Background: DNA methylation is an important epigenetic control mechanism that in many fungi is restricted to genomic regions containing transposable elements (TEs). Two DNA methyltransferases, Dim2 and Dnmt5, are known to perform methylation at cytosines in fungi. While most ascomycete fungi encode both Dim2 and Dnmt5, only few functional studies have been performed in species containing both.
Methods: In this study, we report functional analysis of both Dim2 and Dnmt5 in the plant pathogenic fungus Verticillium dahliae.
Results: Our results show that Dim2, but not Dnmt5 or the putative sexual-cycle-related DNA methyltransferase Rid, is responsible for the majority of DNA methylation under the tested conditions.
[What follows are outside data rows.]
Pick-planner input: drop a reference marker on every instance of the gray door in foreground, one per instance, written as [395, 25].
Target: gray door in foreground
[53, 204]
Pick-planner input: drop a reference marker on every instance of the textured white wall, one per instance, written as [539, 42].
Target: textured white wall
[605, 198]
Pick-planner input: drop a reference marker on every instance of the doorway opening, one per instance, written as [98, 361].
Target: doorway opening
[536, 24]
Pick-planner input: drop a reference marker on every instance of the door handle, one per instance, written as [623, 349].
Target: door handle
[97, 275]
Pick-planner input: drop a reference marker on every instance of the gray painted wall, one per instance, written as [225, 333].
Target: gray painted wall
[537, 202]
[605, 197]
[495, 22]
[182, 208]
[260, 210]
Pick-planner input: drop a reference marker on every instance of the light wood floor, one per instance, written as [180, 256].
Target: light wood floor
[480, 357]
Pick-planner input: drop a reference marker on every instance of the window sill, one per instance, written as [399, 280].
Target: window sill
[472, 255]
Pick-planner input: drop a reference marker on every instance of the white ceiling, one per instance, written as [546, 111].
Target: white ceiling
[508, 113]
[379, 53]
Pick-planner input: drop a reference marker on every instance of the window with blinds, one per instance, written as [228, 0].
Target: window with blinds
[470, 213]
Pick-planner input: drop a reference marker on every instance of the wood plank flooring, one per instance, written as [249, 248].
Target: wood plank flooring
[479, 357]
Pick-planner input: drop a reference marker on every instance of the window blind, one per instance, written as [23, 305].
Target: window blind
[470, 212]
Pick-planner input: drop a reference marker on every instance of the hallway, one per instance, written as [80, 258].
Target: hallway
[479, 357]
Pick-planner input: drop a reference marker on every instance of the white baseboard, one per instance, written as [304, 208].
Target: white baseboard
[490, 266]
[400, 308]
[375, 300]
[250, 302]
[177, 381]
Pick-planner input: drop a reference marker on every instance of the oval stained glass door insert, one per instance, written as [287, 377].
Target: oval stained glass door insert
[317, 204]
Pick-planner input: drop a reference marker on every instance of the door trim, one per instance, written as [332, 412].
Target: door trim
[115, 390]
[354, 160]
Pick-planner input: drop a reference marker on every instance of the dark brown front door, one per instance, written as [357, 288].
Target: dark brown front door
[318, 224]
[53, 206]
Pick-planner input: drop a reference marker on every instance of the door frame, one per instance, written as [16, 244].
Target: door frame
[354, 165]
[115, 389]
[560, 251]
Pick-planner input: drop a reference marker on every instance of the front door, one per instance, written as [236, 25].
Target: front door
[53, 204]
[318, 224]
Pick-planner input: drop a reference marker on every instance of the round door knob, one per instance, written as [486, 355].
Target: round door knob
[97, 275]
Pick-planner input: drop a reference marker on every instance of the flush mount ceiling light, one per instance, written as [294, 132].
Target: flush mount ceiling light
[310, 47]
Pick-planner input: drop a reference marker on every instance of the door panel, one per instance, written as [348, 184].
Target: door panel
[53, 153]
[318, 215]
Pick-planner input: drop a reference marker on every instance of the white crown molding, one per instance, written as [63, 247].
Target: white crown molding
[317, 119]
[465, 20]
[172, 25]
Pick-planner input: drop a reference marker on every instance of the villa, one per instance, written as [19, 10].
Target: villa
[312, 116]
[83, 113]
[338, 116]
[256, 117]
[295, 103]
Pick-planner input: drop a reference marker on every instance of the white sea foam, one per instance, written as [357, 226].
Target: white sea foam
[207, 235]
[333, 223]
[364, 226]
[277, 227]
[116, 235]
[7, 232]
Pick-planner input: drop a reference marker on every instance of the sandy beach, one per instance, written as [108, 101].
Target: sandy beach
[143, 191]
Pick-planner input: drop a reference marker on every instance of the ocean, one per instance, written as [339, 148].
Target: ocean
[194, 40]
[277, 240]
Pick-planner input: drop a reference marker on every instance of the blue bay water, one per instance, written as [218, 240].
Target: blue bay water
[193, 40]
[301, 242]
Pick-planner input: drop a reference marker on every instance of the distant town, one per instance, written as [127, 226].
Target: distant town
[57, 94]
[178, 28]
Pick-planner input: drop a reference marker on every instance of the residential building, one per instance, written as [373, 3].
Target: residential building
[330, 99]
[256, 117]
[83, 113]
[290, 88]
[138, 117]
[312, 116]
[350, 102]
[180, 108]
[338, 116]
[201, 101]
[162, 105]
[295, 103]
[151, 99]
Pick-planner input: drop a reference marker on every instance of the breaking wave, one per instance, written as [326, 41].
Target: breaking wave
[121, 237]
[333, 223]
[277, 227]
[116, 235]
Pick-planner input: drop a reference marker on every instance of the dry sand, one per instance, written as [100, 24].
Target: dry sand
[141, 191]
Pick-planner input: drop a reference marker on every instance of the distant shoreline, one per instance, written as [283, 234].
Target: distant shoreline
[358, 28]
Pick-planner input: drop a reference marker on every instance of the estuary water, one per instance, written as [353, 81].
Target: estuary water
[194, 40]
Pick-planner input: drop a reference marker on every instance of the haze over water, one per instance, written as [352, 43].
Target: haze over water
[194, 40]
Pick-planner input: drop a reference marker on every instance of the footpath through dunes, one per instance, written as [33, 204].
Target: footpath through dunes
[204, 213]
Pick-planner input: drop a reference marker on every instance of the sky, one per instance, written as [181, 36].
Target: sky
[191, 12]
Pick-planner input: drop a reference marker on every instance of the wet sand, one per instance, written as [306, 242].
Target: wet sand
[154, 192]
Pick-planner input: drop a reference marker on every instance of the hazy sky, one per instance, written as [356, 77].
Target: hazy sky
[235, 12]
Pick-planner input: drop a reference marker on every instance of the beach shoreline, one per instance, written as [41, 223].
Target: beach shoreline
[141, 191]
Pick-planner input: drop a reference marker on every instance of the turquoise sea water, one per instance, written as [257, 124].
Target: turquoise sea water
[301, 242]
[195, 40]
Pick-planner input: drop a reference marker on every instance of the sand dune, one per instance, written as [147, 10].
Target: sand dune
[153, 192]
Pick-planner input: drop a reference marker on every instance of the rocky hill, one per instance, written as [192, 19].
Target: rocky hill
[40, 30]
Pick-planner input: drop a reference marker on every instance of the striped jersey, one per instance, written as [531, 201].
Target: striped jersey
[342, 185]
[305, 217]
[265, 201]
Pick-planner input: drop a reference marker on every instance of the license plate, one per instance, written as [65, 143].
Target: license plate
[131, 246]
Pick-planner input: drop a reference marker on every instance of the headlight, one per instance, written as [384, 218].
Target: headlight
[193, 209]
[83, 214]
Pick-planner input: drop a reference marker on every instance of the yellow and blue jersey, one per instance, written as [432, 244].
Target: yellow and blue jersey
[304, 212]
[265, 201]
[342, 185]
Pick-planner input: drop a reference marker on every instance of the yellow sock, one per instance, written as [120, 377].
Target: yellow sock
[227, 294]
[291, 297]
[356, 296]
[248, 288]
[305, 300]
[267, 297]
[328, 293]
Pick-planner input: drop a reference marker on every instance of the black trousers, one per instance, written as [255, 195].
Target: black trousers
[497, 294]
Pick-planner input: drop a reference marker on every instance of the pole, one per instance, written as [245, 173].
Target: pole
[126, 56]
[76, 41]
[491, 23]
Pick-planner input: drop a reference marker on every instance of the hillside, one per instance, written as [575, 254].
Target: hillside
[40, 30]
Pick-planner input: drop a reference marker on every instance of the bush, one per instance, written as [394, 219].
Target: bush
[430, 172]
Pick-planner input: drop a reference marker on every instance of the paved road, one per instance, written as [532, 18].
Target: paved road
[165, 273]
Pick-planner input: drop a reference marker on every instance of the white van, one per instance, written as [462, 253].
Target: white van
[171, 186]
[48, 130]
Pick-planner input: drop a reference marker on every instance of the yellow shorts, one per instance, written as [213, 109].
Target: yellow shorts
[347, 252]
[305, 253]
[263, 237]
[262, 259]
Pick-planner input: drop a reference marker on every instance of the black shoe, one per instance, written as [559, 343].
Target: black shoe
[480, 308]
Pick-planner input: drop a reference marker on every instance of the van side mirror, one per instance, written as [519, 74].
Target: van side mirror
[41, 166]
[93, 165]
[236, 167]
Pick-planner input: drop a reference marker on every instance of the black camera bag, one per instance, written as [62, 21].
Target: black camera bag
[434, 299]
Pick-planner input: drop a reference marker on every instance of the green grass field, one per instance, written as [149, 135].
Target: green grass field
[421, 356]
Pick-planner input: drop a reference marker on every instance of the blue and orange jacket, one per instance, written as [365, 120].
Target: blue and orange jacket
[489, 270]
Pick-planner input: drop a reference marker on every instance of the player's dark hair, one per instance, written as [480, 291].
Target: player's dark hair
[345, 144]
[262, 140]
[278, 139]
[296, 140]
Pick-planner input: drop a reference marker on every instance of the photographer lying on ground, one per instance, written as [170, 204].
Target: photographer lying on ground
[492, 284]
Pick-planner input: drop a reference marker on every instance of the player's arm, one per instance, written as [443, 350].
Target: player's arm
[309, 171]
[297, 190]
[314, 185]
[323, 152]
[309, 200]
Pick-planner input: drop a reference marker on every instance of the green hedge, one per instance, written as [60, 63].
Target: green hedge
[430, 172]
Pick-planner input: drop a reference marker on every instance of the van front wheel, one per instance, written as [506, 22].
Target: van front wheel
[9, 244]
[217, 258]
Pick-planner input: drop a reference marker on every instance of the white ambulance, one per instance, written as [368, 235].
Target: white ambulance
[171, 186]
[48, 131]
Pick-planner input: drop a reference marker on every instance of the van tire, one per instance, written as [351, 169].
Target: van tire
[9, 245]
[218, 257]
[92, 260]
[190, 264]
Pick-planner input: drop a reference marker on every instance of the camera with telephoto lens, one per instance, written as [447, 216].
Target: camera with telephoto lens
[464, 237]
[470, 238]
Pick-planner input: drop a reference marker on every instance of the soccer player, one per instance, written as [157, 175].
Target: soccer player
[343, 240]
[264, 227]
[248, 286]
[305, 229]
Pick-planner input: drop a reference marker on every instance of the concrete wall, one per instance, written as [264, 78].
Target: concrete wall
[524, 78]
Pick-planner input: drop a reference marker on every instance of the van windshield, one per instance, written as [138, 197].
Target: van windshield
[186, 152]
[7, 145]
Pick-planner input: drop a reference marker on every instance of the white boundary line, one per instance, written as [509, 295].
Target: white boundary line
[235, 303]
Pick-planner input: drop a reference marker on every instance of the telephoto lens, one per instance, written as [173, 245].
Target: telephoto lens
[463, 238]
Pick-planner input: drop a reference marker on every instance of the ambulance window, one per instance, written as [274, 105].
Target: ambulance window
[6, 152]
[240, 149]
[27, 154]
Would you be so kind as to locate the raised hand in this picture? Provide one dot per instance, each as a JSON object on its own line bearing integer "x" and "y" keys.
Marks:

Single or double DNA methyltransferase mutants did not show altered development, virulence, or transcription of genes or TEs. In contrast, Hp1 and Dim5 mutants that are impacted in chromatin-associated processes upstream of DNA methylation are severely affected in development and virulence and display transcriptional reprogramming in specific hypervariable genomic regions (so-called adaptive genomic regions) that contain genes associated with host colonization. As these adaptive genomic regions are largely devoid of DNA methylation and of Hp1- and Dim5-associated heterochromatin, the differential transcription is likely caused by pleiotropic effects rather than by differential DNA methylation.
Conclusion: Overall, our study suggests that Dim2 is the main DNA methyltransferase in V. dahliae and, in conjunction with work on other fungi, is likely the main active DNMT in ascomycetes, irrespective of Dnmt5 presence. We speculate that Dnmt5 and Rid act under specific, presently enigmatic, conditions or, alternatively, act in DNA-associated processes other than DNA methylation.
Keywords: Chromatin; DNMT; Dim2; Dnmt5; Epigenetics; Rid; Transposon.